Justiça

Justiça em Goiás recebe denúncia contra advogados suspeitos de integrarem PCC

Denunciados responderão pelo crime de integrar organização criminosa armada, segundo o MP

A Justiça, por meio da 2ª Vara dos Feitos Relativos a Organizações Criminosas e Lavagem de Dinheiro, decretou a prisão preventiva da advogada A.S.S., acusada pelo Ministério Público de Goiás (MPGO) de integrar a organização criminosa Primeiro Comando da Capital (PCC). O Judiciário recebeu a denúncia do MP contra ela outros envolvidos, nesta semana.

O MP também denunciou W.L.H.R.L., que já está preso, e o advogado B.E.W.J. O portal não conseguiu o contato das defesas deles. O espaço está aberto, caso haja interesse.

Mais Goiás também procurou a Ordem dos Advogados do Brasil – Seção Goiás (OAB-GO) para se manifestar. Em nota, a OAB informou que a Comissão de Direitos e Prerrogativas (CDP) acompanhou, na última sexta-feira (26), a diligência policial de cumprimento do mandado judicial, e seguirá acompanhando o caso.

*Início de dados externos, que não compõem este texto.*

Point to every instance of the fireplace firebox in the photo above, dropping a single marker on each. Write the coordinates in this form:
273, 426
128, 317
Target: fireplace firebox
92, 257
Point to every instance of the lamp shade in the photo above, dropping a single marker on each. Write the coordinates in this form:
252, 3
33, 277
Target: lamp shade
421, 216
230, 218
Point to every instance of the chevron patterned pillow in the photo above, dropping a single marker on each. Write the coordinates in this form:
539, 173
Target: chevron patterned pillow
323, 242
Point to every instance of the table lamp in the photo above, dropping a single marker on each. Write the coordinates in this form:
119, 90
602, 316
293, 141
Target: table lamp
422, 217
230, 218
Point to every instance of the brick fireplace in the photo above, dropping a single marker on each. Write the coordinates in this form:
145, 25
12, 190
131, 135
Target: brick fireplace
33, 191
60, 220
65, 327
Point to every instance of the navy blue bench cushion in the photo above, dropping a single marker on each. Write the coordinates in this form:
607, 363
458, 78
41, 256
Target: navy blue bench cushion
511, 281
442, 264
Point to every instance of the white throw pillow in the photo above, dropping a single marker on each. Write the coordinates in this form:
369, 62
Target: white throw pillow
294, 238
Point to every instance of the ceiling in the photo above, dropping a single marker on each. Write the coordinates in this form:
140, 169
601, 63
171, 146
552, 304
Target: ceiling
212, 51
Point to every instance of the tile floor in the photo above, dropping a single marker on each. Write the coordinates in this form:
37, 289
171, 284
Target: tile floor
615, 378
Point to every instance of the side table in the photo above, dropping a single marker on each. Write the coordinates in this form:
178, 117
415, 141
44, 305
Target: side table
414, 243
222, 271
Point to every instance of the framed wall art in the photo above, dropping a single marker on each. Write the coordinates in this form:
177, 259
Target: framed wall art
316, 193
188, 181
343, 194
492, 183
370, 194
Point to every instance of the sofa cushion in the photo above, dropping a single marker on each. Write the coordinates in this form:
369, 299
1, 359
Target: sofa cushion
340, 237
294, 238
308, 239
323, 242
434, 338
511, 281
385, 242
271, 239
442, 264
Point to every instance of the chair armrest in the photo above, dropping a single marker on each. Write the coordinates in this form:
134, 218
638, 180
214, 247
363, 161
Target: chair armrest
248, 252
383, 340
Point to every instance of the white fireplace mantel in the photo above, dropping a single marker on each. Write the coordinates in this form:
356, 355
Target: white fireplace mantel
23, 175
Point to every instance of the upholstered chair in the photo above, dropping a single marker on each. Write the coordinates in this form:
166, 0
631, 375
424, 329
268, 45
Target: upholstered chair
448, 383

“A OAB-GO mantém seu comprometimento em assegurar que os procedimentos legais e as garantias constitucionais sejam respeitados integralmente, tanto em relação à pessoa envolvida quanto ao devido processo legal”, diz trecho da nota.

Denúncias

De volta as denúncias, todos responderão pelo crime de integrar organização criminosa armada, previsto no artigo 2º da Lei nº 12.850/2013, segundo o Ministério Público. A pena prevista é de 3 a 8 anos de reclusão.

Conforme as investigações do Grupo de Atuação Especial de Combate ao Crime Organizado (Gaeco), do MP, os advogados foram cooptados pela facção de origem paulista e passaram a integrar a chamada Sintonia dos Gravatas. A promotoria afirma, ainda, que eles tinham como missão passar informações e recados entre presos e membros do PCC que estavam em liberdade.

Segundo o Ministério Público, a investigação começou depois que houve a apreensão de material probatório na residência de uma liderança nacional da facção no município de São Paulo. Também na denúncia, consta que as investigações demonstraram que os advogados acusados estavam de forma permanente na “folha de pagamento” do PCC. Eles recebiam ordens, missões e prestavam contas, relata o MP. A investigação teve o apoio das Polícias Civil e Penal do Estado de Goiás.

Operação

A Operação Sintonia do Crime, que resultou na denúncia, foi deflagrada em maio do ano passado, no Estado. À época, o coordenador do Gaeco, Rodney da Silva, apontou que foram identificados membros da facção em Goiânia, Aparecida de Goiânia, Guapó, Catalão, Três Ranchos, Itumbiara, Panamá, Morrinhos, Caldas Novas, Jataí, Mineiros, Planaltina de Goiás, Formosa, Novo Gama, Uruaçu, Mara Rosa, Rio Verde, Santa Helena de Goiás, Quirinópolis, Edeia e Jaraguá.